In the meanwhile, here are Epstein's suggestions on "How to Read Dickens." High tea at four is, of course, optional, but in keeping with the spirit of things.

1) Take a Zen approach: the destination doesn't matter, it's the journey that counts. Savor each word; don't rush. And don't try to think logically! The truth is not always literal.

2) Read like a child, i.e., allow yourself to slip into Dickens' world completely. Let go of the desire to "find out what happens."

3) If you're tempted to skip something that looks boring, and it's either that or not finish the book, skip it.

4) Expect the author to make mistakes. He wrote fast. He wrote to entertain.

5) Expect inconsistency.

6) Read out loud! Dickens spoke his characters' lines as he wrote.

7) If one Dickens novel isn't to your taste, try another.
A Tale of Two Cities, often the only one most people read in school, is the least Dickens-like of them all.

8) If you've read a late-Dickens novel (anything after
David Copperfield, or 1850) and hated it, try an earlier one. It's almost as if the two groups were written by different authors.

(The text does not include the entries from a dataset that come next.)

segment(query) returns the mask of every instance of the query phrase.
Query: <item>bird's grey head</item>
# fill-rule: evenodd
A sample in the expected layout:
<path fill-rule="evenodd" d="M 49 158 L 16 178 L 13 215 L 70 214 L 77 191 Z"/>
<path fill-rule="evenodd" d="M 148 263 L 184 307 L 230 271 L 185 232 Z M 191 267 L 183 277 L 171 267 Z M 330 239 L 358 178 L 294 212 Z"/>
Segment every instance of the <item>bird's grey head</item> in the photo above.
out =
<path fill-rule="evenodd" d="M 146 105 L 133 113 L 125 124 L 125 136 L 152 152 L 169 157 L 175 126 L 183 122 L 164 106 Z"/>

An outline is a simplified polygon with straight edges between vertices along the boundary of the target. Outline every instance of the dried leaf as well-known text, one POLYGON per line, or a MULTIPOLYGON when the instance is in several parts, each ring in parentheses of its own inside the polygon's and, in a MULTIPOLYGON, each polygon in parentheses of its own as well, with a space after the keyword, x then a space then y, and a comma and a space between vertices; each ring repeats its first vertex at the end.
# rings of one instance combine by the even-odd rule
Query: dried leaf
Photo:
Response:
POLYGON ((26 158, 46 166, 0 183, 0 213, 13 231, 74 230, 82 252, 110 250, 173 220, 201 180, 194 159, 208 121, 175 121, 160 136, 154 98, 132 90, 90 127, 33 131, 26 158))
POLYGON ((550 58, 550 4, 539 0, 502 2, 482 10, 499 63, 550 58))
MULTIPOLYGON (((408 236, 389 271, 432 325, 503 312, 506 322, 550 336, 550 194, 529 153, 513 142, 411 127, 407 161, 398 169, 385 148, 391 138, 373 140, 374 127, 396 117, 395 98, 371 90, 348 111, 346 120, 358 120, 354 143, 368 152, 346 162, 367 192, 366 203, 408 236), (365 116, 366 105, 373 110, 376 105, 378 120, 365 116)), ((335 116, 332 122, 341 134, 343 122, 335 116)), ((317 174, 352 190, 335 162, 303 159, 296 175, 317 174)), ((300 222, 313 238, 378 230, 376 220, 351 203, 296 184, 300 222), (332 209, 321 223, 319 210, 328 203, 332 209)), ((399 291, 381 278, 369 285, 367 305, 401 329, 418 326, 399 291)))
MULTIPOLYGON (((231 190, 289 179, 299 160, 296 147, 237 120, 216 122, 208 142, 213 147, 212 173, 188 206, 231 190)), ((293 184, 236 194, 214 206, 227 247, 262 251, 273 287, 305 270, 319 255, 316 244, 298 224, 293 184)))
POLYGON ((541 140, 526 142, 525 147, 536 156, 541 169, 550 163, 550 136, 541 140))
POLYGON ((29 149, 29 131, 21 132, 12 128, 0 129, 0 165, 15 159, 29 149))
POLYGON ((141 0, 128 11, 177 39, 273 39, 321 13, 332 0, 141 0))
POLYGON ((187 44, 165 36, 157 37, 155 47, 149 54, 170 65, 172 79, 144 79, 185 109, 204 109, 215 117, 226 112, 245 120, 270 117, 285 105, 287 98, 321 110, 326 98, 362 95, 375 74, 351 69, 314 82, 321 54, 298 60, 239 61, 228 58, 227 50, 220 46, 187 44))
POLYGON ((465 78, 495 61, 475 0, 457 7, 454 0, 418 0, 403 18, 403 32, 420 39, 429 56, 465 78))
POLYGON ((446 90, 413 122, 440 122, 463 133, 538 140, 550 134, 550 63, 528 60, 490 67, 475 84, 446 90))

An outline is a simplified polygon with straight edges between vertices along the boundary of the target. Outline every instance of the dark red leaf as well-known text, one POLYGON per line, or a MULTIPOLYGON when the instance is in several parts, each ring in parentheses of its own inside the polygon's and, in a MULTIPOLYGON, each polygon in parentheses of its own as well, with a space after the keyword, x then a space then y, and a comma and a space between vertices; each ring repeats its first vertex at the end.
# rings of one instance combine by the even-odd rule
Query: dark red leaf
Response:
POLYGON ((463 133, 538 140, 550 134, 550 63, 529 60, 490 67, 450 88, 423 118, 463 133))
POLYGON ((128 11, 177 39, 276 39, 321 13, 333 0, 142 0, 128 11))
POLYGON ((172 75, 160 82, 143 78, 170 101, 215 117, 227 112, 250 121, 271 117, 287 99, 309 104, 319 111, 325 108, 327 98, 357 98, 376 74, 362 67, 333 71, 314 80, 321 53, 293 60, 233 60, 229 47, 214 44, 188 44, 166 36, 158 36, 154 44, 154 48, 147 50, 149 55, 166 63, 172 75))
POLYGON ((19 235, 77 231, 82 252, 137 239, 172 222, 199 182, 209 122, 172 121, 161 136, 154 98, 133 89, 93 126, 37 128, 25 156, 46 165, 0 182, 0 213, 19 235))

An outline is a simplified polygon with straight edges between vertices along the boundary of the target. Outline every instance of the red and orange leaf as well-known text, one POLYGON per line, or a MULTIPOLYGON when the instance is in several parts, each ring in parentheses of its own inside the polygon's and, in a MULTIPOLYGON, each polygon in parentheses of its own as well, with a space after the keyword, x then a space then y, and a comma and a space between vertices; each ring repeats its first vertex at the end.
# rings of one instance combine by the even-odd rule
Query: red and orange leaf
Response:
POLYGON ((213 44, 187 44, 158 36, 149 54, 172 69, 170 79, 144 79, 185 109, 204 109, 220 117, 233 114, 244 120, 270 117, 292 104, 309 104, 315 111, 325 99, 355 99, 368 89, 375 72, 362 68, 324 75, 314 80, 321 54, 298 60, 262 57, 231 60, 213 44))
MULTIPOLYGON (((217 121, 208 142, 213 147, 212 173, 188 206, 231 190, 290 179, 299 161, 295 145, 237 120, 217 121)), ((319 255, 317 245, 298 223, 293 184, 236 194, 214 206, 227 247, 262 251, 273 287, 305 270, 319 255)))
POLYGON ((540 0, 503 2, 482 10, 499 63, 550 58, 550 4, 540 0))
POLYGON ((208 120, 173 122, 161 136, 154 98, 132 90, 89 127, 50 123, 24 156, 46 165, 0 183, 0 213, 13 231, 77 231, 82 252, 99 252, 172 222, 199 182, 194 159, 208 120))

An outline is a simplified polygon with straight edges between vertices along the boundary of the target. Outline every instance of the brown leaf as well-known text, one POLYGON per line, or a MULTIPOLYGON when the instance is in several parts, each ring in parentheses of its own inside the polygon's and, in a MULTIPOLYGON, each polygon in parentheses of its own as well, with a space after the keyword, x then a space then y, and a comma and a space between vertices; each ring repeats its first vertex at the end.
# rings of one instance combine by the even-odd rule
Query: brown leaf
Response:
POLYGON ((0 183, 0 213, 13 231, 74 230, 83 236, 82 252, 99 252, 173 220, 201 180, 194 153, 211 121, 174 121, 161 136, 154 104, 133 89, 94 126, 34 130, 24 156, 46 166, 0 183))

The Friendly Dickens is a great introduction to those novels we were all supposed to read and seldom did. Judging from Epstein's foreboding outline of the aptly-titled, late period Bleak House -- more than 800 pages of Dickensian gloom which begins with six paragraphs describing the murky London fog -- I may save that work for next January's chill, when the Christmas bills begin rolling in.